GPT: better, still sharp

GPT lifted the size ceiling and the four-partition limit. Its layout:

• LBA 0 holds a protected MBR — a single entry of type 0xEE spanning the whole disk, there only to stop legacy tools from seeing the disk as empty and offering to initialize it. See 0xEE, switch to GPT. See 0xEE alongside real MBR entries and you have a hybrid MBR, which old Boot Camp setups produced; parse both tables and reconcile.
• LBA 1 holds the GPT header. Signature is the eight ASCII bytes EFI PART. It tells you where the entry array lives (usually LBA 2), how many entries there are, and how big each one is.
• The backup GPT lives at the last sectors of the disk, header in the final LBA.

Do not hardcode 128 entries of 128 bytes, even though that's the near-universal default. Read NumberOfPartitionEntries and SizeOfPartitionEntry and use them. Anything that hardcodes 128×128 misparses images that deviate, and deviation is exactly what someone hiding data arranges.

GPT carries CRC32 checksums over the header and over the entry array. Validate them — not to reject data that fails, but because a mismatch means something edited the table without fixing the CRC, which real operating systems don't do and crude tampering tools often do. Parse anyway; record the mismatch as a finding.

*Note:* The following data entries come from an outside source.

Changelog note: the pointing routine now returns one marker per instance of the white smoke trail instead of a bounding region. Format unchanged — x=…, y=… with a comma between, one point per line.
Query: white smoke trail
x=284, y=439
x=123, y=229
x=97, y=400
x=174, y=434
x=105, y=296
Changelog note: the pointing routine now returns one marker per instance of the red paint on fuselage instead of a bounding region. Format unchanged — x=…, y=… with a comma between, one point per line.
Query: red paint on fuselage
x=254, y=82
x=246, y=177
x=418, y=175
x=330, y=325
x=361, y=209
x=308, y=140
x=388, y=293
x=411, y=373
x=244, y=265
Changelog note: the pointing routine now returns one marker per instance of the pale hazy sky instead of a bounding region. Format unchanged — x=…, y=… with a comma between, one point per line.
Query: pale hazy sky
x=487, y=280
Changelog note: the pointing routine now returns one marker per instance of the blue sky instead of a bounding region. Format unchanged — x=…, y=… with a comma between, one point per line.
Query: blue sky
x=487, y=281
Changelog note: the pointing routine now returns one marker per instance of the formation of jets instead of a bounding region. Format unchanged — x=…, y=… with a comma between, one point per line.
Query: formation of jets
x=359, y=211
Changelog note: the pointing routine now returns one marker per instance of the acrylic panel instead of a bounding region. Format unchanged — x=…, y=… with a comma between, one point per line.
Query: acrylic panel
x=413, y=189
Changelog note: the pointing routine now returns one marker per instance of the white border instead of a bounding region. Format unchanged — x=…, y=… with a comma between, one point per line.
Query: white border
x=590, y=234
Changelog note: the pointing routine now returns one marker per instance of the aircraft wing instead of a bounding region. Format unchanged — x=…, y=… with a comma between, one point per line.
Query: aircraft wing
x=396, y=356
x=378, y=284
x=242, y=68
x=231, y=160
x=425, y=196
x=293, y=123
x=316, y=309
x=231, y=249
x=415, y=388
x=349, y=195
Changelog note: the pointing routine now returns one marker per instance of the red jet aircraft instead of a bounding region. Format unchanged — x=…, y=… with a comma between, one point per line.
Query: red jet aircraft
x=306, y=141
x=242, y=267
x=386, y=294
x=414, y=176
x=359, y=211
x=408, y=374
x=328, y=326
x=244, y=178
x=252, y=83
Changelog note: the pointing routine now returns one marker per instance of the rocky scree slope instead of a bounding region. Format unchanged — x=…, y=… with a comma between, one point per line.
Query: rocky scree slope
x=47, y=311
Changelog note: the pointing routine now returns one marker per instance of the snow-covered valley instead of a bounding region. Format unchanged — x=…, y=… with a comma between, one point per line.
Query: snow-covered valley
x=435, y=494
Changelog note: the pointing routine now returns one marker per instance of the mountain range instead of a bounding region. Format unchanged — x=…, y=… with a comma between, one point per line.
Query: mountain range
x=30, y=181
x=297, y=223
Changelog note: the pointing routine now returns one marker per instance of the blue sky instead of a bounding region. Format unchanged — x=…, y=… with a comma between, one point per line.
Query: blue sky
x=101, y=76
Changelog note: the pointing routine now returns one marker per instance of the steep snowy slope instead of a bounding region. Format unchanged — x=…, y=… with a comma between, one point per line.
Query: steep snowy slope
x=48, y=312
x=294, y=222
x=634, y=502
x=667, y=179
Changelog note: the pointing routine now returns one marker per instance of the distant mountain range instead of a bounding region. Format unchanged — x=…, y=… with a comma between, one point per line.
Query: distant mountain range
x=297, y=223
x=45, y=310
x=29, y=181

The backup at the tail of the disk is a gift. If the primary header is zeroed, the backup usually survives, and any disagreement between primary and backup is worth flagging loudly. A tool that only reads the primary header calls a recoverable disk empty.

The type field is a label, not a fact

Both MBR type bytes and GPT type GUIDs describe intent, not content. Nothing enforces that a 0x07 partition contains NTFS, or that a 0x00 "empty" partition is actually empty. Someone hiding a volume can flag a real filesystem as empty, or flag free space as a known type to waste your time.

So the correct way to identify what's in a partition is to read the start of the partition and look for filesystem signatures, then cross-check against the declared type and note any discrepancy. The type byte tells you what someone wanted you to believe. The superblock tells you what's there — which is the next post in this series.

Discipline that keeps you out of trouble

Every read is an (offset, length) pair and every read can be wrong without announcing it. A few habits:

Convert sectors to bytes exactly once, at a single well-defined point in the code. Scatter that conversion and you get one path multiplying by 512, another shifting by 9, a third that forgot the partition base offset.

Carry the partition base explicitly. A partition declared at LBA 2048 with a filesystem inside means the superblock is at 2048 * sector_size + filesystem_offset. Forget the base and everything reads cleanly from the wrong place.

Bounds-check against the real image size before every read. Images get truncated mid-acquisition. A table happily declares a partition running past the end of a truncated image; seek there blindly and you read zero-padding and treat it as data. When a declared extent exceeds the image, that's a finding, not an exception to swallow.

And distrust overlap. Legitimate partitions don't overlap. If they do, it's a parse bug on your end, a corrupt table, or deliberate obfuscation — all three worth catching, and the check costs nothing.